ID 376

Validating a Numerical Framework for Resolved Simulations of Vaporizing Droplets

 

Abstract:

Standard practice when simulating spray combustion is to represent the spray as a collection of droplets which vaporize and subsequently combust. Empirical models are used to approximate the process of droplet vaporization, however, these models were largely developed for isolated droplets in uniform flow. These models also typically neglect the influence of droplet deformation and internal heat transfer on vaporization. The impact of these assumptions on the accuracy of model predictions still needs to be evaluated. One natural way to study this, is the comparison of data from direct numerical simulations with that of spray models. The current work demonstrates a direct numerical simulation framework for simulating vaporizing liquid-gas flows with a focus towards spray combustion. The framework builds from first principles as the governing equations are developed directly from the principles of conservation of mass, momentum, and energy without the introduction of empirical models.
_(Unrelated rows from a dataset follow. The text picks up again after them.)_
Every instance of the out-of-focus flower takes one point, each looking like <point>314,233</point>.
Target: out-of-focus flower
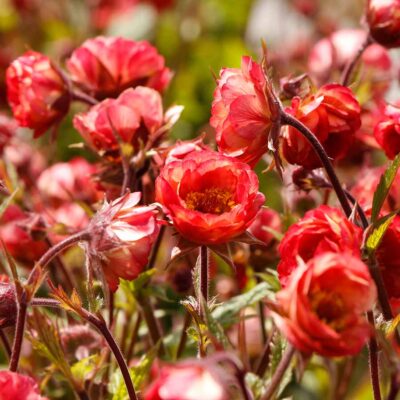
<point>17,241</point>
<point>106,66</point>
<point>322,308</point>
<point>8,127</point>
<point>324,229</point>
<point>8,304</point>
<point>37,92</point>
<point>388,257</point>
<point>365,187</point>
<point>383,18</point>
<point>332,54</point>
<point>187,381</point>
<point>122,236</point>
<point>69,181</point>
<point>133,118</point>
<point>240,113</point>
<point>387,131</point>
<point>210,198</point>
<point>18,387</point>
<point>332,114</point>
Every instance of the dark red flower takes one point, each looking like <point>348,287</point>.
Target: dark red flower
<point>106,66</point>
<point>333,115</point>
<point>240,113</point>
<point>383,18</point>
<point>211,198</point>
<point>323,305</point>
<point>37,92</point>
<point>322,230</point>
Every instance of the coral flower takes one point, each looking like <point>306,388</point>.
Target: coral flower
<point>240,113</point>
<point>383,18</point>
<point>211,198</point>
<point>322,308</point>
<point>37,93</point>
<point>324,229</point>
<point>18,387</point>
<point>387,131</point>
<point>132,118</point>
<point>106,66</point>
<point>333,115</point>
<point>122,234</point>
<point>187,381</point>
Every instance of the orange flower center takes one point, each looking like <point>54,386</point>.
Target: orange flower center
<point>211,200</point>
<point>329,308</point>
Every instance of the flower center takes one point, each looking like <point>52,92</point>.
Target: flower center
<point>329,308</point>
<point>211,200</point>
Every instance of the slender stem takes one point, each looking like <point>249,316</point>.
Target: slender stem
<point>347,73</point>
<point>279,372</point>
<point>204,273</point>
<point>5,342</point>
<point>19,333</point>
<point>287,119</point>
<point>84,98</point>
<point>373,360</point>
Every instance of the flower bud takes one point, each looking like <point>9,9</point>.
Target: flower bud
<point>37,92</point>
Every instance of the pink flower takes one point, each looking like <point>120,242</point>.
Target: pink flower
<point>122,235</point>
<point>210,198</point>
<point>106,66</point>
<point>133,118</point>
<point>37,93</point>
<point>322,307</point>
<point>187,381</point>
<point>240,113</point>
<point>18,387</point>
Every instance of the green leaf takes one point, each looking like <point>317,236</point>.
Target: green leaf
<point>380,227</point>
<point>226,313</point>
<point>383,187</point>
A VOF method is used for interface transport, which is coupled with a robust momentum solver for high density ratio flows. Scalar transport is performed using BQUICK for advection and an unconditionally stable monotone scheme for diffusion. Thermodynamic equilibrium at the interface is handled using the Clausius-Clapeyron relation. This initial study focuses on validating the framework against known solutions for single droplet vaporization in simple flows. Numerical simulations in three dimensions are compared to analytical solutions and the accuracy of the framework is verified. Comparisons with experimental correlations for vaporizing droplets in uniform flow indicate a good match between numerical and experimental results.